There was a point in time when I tried putting super unleaded gasoline into my car. I will absolutely testify under oath, with the same viscosity (and trustworthiness) of a Vegas Fact, that my car positively went further with a tank full of super unleaded. I did get more miles per gallon. More miles per tank. This was back in the day when gas cost $1.20 a gallon. Yes super unleaded was more expensive. But it definitely did something super.

Back then if super unleaded cost $1.20, regular unleaded cost around $1 per gallon. So it was rather easy to compute that super unleaded cost 20% more per gallon. One could then run the numbers to see if using super unleaded actually delivered 20% more miles per tank. You know. Check the EV to see if this extra mileage was worth the extra cost.

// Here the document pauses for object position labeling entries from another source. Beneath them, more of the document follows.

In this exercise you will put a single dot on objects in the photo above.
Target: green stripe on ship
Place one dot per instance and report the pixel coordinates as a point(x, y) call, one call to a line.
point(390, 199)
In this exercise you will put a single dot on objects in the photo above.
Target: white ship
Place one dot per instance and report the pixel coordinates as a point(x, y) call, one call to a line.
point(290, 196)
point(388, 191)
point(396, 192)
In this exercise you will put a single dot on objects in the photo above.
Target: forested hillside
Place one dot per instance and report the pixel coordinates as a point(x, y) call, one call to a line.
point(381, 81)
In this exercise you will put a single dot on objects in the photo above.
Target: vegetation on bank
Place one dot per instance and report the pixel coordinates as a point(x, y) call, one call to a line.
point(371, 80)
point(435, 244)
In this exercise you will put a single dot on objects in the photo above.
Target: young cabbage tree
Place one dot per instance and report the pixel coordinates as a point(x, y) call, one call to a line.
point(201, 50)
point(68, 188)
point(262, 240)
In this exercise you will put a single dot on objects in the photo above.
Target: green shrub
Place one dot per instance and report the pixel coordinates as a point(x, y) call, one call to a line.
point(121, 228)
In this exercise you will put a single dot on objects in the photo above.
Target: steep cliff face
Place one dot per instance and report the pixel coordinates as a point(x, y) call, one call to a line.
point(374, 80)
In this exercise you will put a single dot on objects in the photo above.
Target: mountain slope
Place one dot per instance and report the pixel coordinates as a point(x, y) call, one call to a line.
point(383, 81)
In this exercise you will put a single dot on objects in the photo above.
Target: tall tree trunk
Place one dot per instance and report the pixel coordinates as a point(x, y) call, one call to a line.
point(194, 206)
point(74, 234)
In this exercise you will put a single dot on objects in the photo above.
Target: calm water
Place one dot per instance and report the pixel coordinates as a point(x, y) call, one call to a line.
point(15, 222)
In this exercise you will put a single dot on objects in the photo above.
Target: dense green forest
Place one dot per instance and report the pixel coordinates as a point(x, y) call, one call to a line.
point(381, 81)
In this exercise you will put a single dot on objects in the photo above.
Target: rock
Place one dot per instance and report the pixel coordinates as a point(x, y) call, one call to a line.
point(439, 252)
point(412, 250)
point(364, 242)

Cut to yesterday: I'm standing at a gas pump coming back from a road trip. Staring up at the numbers I had a mild epiphany.

The difference between paying $4 or $4.20 per gallon is not nearly the same as the difference between paying $1 or $1.20 a gallon. On 4 bucks, paying an extra 20 cents per gallon is only a 5% increase. Not 20%. Thus at these prices, it's not that much more expensive to use super unleaded. Math isn't telling me to put regular unleaded into my car. Habit is.


It might be time to switch to super unleaded. Something inside my brain thinks gas prices should rise proportionally. If super cost 20% more back in the day, then it should cost 20% more now.

Shouldn't it?

This lack of proportional pricing makes me wonder what the true price of gas really is. It looks like they're raising the price too much at the bottom end. And not enough at the top end. This doesn't make any sense to me. Seems like you'd want to raise the percent just as much on the top end buyers.

And then I'm reminded that I live in a country where citizens were rewarded with a $25,000 tax break for buying a Hummer.

And no tax break for buying a Hybrid.

Hmmm.

Well using this logic, maybe the whole thing does make perfect cents.

3 comments:

KajaPoker said...

first of all: shhhhhh.....

second: you just figured that out?

third: this actually shows you that while the poor in this country have just seen their gas prices raised 400% in the last few years, the rich proportionately saw their gas drop 15%. Inflation for the poor, deflation for the rich. Pretty awesome system, right?

Anyway, I'm joking, of course, about all that.

The real question is, Why is there only 1 Ethanol E85 station in the entire Atlanta Metro area? Every GMC and Chevy truck can run on E85 FlexFuel, but there's nowhere to get it. It costs 50 cents less than regular unleaded. It's a bargain. But the price still goes up when gas prices go up. Does corn cost more? No. Gas to transport the corn and the E85 to the station costs more. So E85 costs more. Why don't they run the delivery trunks and manufacturing facilities on E85 as well?

I'll leave you alone now. I've said enough. Go slay some donkeys at the WSOP cash tables. Have fun!

Check Raise Chin said...

Rob have you ever considered biking to the casinos?

Great post bro!

NewinNov said...

I got a tax break for my Prius I bought last year. About $800 or so.